The default architecture serializes operations that can run in parallel. Each "wait for everything to finish" step is a discrete latency tax on the user. Pipelining LLM → TTS → playback removes the largest of those taxes — the LLM tax — by letting audio start while the LLM is still generating. The hold-one-ahead pattern is a tiny bit of state that lets you flag the last segment without an extra protocol event. The client audio queue keeps playback continuous so the user perceives one smooth response, not a series of disconnected sentences. The VAD tuning is a small additional refinement on top.

The whole change is fundamentally about *positioning operations in time* so they overlap. You're not making the LLM faster, the TTS faster, or the network faster. You're making them happen at the same time instead of one after the other.

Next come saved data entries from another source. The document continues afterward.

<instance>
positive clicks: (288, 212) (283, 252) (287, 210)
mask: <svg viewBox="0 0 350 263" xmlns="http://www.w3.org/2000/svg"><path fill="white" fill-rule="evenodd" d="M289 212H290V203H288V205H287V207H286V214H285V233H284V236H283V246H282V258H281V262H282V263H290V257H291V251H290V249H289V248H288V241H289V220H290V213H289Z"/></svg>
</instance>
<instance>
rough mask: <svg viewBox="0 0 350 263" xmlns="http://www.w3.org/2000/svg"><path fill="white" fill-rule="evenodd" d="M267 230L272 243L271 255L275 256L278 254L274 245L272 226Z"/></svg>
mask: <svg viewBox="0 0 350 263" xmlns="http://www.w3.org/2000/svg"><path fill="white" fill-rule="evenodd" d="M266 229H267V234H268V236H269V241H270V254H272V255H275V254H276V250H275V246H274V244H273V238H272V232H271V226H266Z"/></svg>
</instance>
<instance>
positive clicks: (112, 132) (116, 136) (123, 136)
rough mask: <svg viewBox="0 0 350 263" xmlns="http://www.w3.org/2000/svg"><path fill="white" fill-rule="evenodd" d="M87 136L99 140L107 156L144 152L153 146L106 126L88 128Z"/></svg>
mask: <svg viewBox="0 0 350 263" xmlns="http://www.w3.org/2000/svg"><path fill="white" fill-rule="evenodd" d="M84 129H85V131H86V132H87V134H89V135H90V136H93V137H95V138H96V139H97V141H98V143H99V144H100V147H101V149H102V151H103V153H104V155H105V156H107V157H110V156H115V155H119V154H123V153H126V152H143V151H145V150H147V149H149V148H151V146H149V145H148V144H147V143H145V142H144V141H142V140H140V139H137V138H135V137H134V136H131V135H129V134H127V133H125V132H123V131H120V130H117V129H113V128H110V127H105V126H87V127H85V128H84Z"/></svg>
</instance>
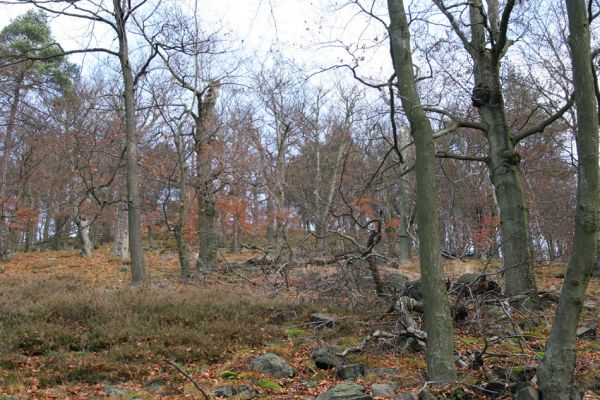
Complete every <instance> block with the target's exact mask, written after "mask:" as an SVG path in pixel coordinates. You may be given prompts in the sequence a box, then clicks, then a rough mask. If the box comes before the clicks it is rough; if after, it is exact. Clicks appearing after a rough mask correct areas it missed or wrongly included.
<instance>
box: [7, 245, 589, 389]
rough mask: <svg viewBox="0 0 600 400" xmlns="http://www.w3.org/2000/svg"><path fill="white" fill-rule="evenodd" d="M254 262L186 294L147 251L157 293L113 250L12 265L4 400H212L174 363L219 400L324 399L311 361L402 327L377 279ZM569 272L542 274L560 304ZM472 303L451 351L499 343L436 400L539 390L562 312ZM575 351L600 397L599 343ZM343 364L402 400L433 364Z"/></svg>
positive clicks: (194, 289)
mask: <svg viewBox="0 0 600 400" xmlns="http://www.w3.org/2000/svg"><path fill="white" fill-rule="evenodd" d="M256 255H257V254H255V253H252V252H243V253H241V254H235V255H232V254H227V253H226V254H223V257H224V258H225V259H226V260H225V261H226V262H224V264H223V267H222V268H219V269H218V270H215V271H212V272H211V273H207V274H204V275H203V276H201V277H199V279H198V280H197V282H195V283H193V284H182V283H180V281H179V269H178V262H177V256H176V254H175V253H173V252H172V251H171V250H160V249H156V250H148V251H147V253H146V260H147V269H148V271H149V276H150V284H149V285H147V286H146V287H131V286H130V285H129V282H130V273H129V266H128V265H126V264H124V263H123V262H122V261H121V260H119V259H118V258H115V257H112V256H111V255H110V249H109V248H108V247H102V248H100V249H99V250H98V251H96V252H95V253H94V255H93V256H92V257H90V258H87V259H83V258H81V257H79V254H78V252H77V251H76V250H66V251H57V252H40V253H29V254H23V253H17V254H14V255H13V257H12V259H11V261H9V262H7V263H4V265H3V267H4V272H3V273H0V399H67V398H68V399H94V398H98V399H100V398H109V397H112V398H122V399H159V398H160V399H181V398H190V399H193V398H197V399H200V398H202V396H201V395H200V393H199V392H198V391H197V389H196V388H195V387H194V385H193V383H191V382H189V381H188V380H187V379H186V378H185V377H184V376H183V375H182V374H181V373H180V372H178V371H177V370H176V369H175V368H174V367H173V366H172V365H171V364H170V363H169V361H175V362H176V363H177V364H178V365H179V366H180V367H181V368H182V369H183V370H184V371H186V372H187V373H188V374H189V375H190V376H191V377H192V378H193V379H194V381H196V382H197V383H198V384H199V385H200V386H201V387H202V388H204V389H205V390H206V391H207V392H210V393H212V391H213V390H214V389H215V388H216V387H218V386H222V385H225V384H247V385H250V386H252V387H254V388H255V389H257V391H258V392H259V393H260V394H261V398H266V399H314V398H315V397H316V396H317V395H318V394H319V393H322V392H324V391H325V390H326V389H328V388H329V387H331V386H333V385H335V384H336V383H339V382H340V381H339V380H338V379H337V378H336V375H335V373H334V372H333V371H331V370H319V369H317V368H316V367H315V365H314V363H313V362H312V361H311V357H310V353H311V351H312V349H313V348H314V347H315V346H316V345H318V344H331V345H334V346H336V348H337V349H338V350H340V351H342V350H344V349H347V348H349V347H351V346H356V345H357V344H359V343H361V342H362V341H363V339H365V337H367V335H369V334H373V332H375V331H377V330H380V331H386V332H394V330H395V329H396V321H397V318H398V317H397V315H395V314H394V313H391V314H386V311H387V310H388V309H389V308H390V304H393V303H392V300H389V301H382V300H380V299H377V297H376V296H374V295H373V294H372V286H371V284H370V283H369V282H370V277H369V272H368V270H366V269H364V270H363V269H362V268H353V267H348V266H346V267H340V266H339V265H337V266H336V265H330V266H311V265H298V266H295V267H290V266H288V269H287V273H286V274H283V273H282V271H275V270H273V269H269V268H268V267H260V266H257V267H254V268H250V267H247V268H245V267H243V266H242V264H241V263H242V262H243V261H245V260H247V259H249V258H251V257H253V256H256ZM235 263H239V266H238V267H232V266H231V265H235ZM225 265H229V267H225ZM482 267H483V266H482V264H480V263H479V262H475V261H470V262H461V261H452V262H449V263H448V265H447V267H446V272H447V274H448V275H449V276H450V277H451V278H454V277H456V276H458V275H460V274H461V273H462V272H473V271H476V270H479V269H481V268H482ZM563 269H564V265H560V264H549V265H540V266H538V268H537V281H538V286H539V289H540V291H542V292H547V293H549V294H550V295H553V296H554V297H556V296H558V294H559V291H560V288H561V285H562V279H561V278H558V277H557V276H560V274H559V273H560V272H562V271H563ZM381 273H382V275H383V276H384V277H386V276H390V274H397V273H402V274H404V275H406V276H407V277H409V278H416V277H418V275H419V274H418V267H417V266H416V265H413V264H410V265H401V266H400V269H395V268H392V267H382V268H381ZM588 299H589V300H590V301H591V302H593V303H595V304H596V305H598V304H600V280H599V279H598V278H593V279H592V281H591V282H590V286H589V290H588ZM466 304H467V307H468V309H469V312H470V314H469V315H470V316H469V317H468V321H469V322H462V323H458V324H456V327H455V347H456V349H457V350H458V351H459V352H460V353H461V354H463V355H465V356H468V355H469V354H473V353H474V352H475V351H477V350H479V351H480V350H482V349H483V348H484V347H486V346H485V344H484V343H485V341H484V338H485V339H486V340H487V341H489V342H490V343H491V344H490V345H489V347H488V348H487V349H486V354H485V364H484V366H482V367H481V366H479V367H477V368H470V367H465V368H458V378H457V381H458V382H460V384H459V385H454V386H453V387H451V388H440V389H436V391H434V392H437V395H438V397H439V398H454V399H468V398H473V399H478V398H483V397H482V395H481V394H480V393H478V392H477V387H484V386H485V385H486V384H487V383H488V382H490V381H492V380H495V379H497V377H498V376H500V375H503V376H502V378H503V379H504V378H507V375H511V379H513V380H523V381H527V380H528V379H530V378H531V376H532V374H533V373H532V371H534V368H535V365H537V364H538V362H539V360H540V358H541V357H543V350H544V343H545V339H546V337H547V335H548V334H549V326H550V325H549V324H550V323H551V322H552V318H553V317H552V316H553V313H554V309H555V306H550V307H548V308H546V309H545V310H544V311H531V313H529V312H525V311H523V309H521V310H520V311H519V310H514V313H513V314H511V315H512V317H511V318H508V317H507V318H504V316H503V315H497V314H496V315H491V316H489V315H488V316H486V315H484V314H485V313H483V312H481V313H480V312H479V310H475V311H476V313H477V318H475V317H473V315H472V314H473V312H475V311H474V310H473V305H474V304H475V303H474V302H471V303H466ZM315 312H326V313H330V314H331V315H333V316H335V318H336V321H337V323H336V324H335V326H334V327H333V328H325V329H315V328H314V327H312V326H311V325H310V323H309V316H310V314H311V313H315ZM496 312H497V310H496ZM516 325H519V326H520V327H517V326H516ZM581 325H582V326H597V327H600V317H599V312H598V309H596V310H584V311H583V314H582V318H581ZM515 329H516V330H517V331H518V332H515V331H514V330H515ZM511 330H513V331H511ZM511 332H512V333H511ZM494 336H495V338H494ZM511 336H512V337H511ZM515 336H516V337H515ZM577 348H578V363H577V380H578V381H579V382H580V383H581V387H583V388H585V389H586V398H587V399H593V398H600V367H599V365H600V341H599V340H598V339H595V340H590V339H582V340H579V341H578V345H577ZM264 352H272V353H276V354H279V355H281V356H283V357H284V358H285V359H286V360H288V361H289V362H290V363H291V364H292V365H293V366H294V368H295V370H296V371H297V374H296V376H295V377H293V378H284V379H273V378H270V377H267V376H263V375H260V374H258V373H257V372H253V371H250V369H249V368H248V362H249V360H251V359H252V358H253V357H256V356H257V355H260V354H262V353H264ZM347 358H348V360H349V362H364V363H366V364H367V365H368V366H369V367H371V368H380V369H383V368H387V369H388V370H386V371H390V370H389V369H393V370H394V371H395V373H394V374H393V377H389V376H388V377H387V378H386V377H385V376H381V375H378V374H377V373H368V374H366V375H365V376H362V377H359V378H358V379H356V382H357V383H359V384H361V385H363V386H364V387H365V388H366V389H367V392H369V390H370V389H369V388H370V384H372V383H382V382H385V381H390V380H391V381H394V382H395V383H396V384H397V389H396V393H397V394H400V393H403V392H406V391H413V392H417V391H418V390H419V389H421V388H422V387H423V385H424V382H425V375H426V369H425V367H426V365H425V357H424V354H423V352H420V353H412V352H406V351H401V350H400V349H398V348H395V347H393V346H392V347H389V346H388V347H386V348H385V349H382V346H380V345H378V343H376V341H373V342H369V343H368V344H367V345H366V346H365V347H364V349H363V351H362V352H359V353H350V354H349V355H348V356H347ZM382 371H383V370H382ZM383 398H385V397H382V399H383ZM388 398H391V397H388ZM503 398H510V396H509V395H506V396H505V397H503Z"/></svg>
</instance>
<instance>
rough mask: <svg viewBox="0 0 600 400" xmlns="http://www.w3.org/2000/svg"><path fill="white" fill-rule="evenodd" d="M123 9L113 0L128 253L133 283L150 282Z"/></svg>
mask: <svg viewBox="0 0 600 400" xmlns="http://www.w3.org/2000/svg"><path fill="white" fill-rule="evenodd" d="M123 8H124V7H122V5H121V1H120V0H113V11H114V15H115V26H116V31H117V37H118V40H119V61H120V63H121V72H122V75H123V97H124V99H125V137H126V140H125V143H126V145H125V166H126V171H127V214H128V216H127V217H128V227H129V229H128V233H129V252H130V258H131V283H132V284H134V285H136V284H143V283H146V282H148V276H147V274H146V266H145V264H144V251H143V249H142V229H141V220H140V213H141V206H142V202H141V198H140V193H139V182H138V180H139V177H138V175H139V173H138V165H137V163H138V143H137V142H138V137H137V127H136V116H135V100H134V95H135V83H134V80H133V71H132V69H131V63H130V61H129V44H128V41H127V29H126V27H125V20H124V10H123Z"/></svg>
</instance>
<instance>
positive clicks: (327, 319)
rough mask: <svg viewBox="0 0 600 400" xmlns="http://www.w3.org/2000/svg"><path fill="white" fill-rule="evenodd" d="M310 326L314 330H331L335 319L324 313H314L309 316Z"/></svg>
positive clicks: (329, 314) (334, 324)
mask: <svg viewBox="0 0 600 400" xmlns="http://www.w3.org/2000/svg"><path fill="white" fill-rule="evenodd" d="M310 325H311V326H312V327H313V328H316V329H321V328H333V327H334V325H335V317H334V316H333V315H330V314H326V313H314V314H311V315H310Z"/></svg>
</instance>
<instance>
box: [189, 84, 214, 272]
mask: <svg viewBox="0 0 600 400" xmlns="http://www.w3.org/2000/svg"><path fill="white" fill-rule="evenodd" d="M218 91H219V87H218V83H216V82H212V83H211V86H209V87H208V89H207V91H206V94H204V93H201V92H197V93H196V98H197V101H198V105H197V112H198V115H197V116H196V127H195V129H196V131H195V137H194V140H195V141H196V146H195V150H196V174H197V179H198V182H197V185H198V192H197V197H198V235H199V237H198V260H197V262H196V266H197V267H198V268H212V267H214V266H215V264H216V262H217V238H216V234H215V216H216V208H215V198H214V190H215V189H214V183H213V180H214V176H213V172H212V167H211V161H212V159H213V155H212V154H211V151H212V149H211V144H212V143H213V141H214V133H215V132H214V131H215V125H216V124H215V119H216V118H215V105H216V101H217V95H218Z"/></svg>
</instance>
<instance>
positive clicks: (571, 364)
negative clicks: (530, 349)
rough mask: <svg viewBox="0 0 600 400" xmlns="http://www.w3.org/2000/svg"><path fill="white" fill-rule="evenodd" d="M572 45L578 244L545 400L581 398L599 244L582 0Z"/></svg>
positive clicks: (594, 132) (553, 336)
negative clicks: (577, 377) (583, 321)
mask: <svg viewBox="0 0 600 400" xmlns="http://www.w3.org/2000/svg"><path fill="white" fill-rule="evenodd" d="M567 13H568V18H569V31H570V36H569V45H570V48H571V62H572V65H573V86H574V93H575V104H576V106H577V155H578V159H579V164H578V167H577V177H578V179H577V209H576V214H575V241H574V244H573V254H572V256H571V260H570V262H569V265H568V268H567V274H566V277H565V283H564V285H563V289H562V291H561V294H560V300H559V302H558V309H557V311H556V319H555V320H554V324H553V325H552V332H551V333H550V337H549V338H548V341H547V342H546V352H545V356H544V359H543V360H542V362H541V363H540V365H539V366H538V368H537V376H538V382H539V387H540V390H541V392H542V397H543V398H544V400H571V399H572V400H574V399H579V398H581V396H580V394H579V393H578V391H577V388H576V384H575V381H574V376H573V375H574V372H575V362H576V357H577V354H576V347H575V343H576V340H577V325H578V324H579V317H580V315H581V308H582V305H583V301H584V298H585V291H586V289H587V286H588V283H589V280H590V274H591V272H592V267H593V266H594V257H595V255H596V246H597V244H598V241H597V240H598V238H597V233H598V203H599V201H598V196H600V191H599V181H598V178H599V170H598V118H597V115H598V114H597V104H596V98H595V94H594V79H593V75H592V70H591V65H592V59H591V54H590V40H591V39H590V30H589V22H588V16H587V11H586V4H585V2H584V1H583V0H568V1H567Z"/></svg>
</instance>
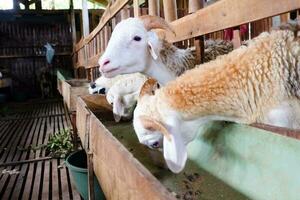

## Verify before declaring victory

Before you tell me the work is done:

1. **Run the unit tests.** All structural assertions on segment shape must pass.
2. **Print the wire log for one sample turn.** I want to see the per-segment log line with `t_since_user` for `seq=0 final=False` — that's the headline metric. Target: under one second for short replies.
3. **Run a 5-turn live conversation on the actual target device** (not localhost in your dev browser — the device that real users will use). Count the seconds between "you stop talking" and "agent's first audible word." Target: ~1.0–1.5 seconds.
4. **Test interruption.** Mid-response, trigger your stop signal. Verify the queue empties, the in-flight fetch aborts, and no audio leaks past the stop.
5. **Test a very short reply** ("Yes." / "Got it.") — this is one sentence so it should still work end-to-end with `is_final` on the only segment.
6. **Test a long reply with tool calls.** If the LLM produces text both before and after a tool call (e.g. "Let me check that. ... Found three items."), the pre-tool text should be spoken live, then the tool runs, then the post-tool text plays. This is the side-benefit of streaming — explicitly verify it doesn't regress.

Then tell me: what's the new headline `t_since_user` number, what's the realistic floor of further wins available, and whether any of the smaller knobs (TTS streaming confirmation, direct-streaming playback, model swap, persistent TTS connection) are worth picking up next.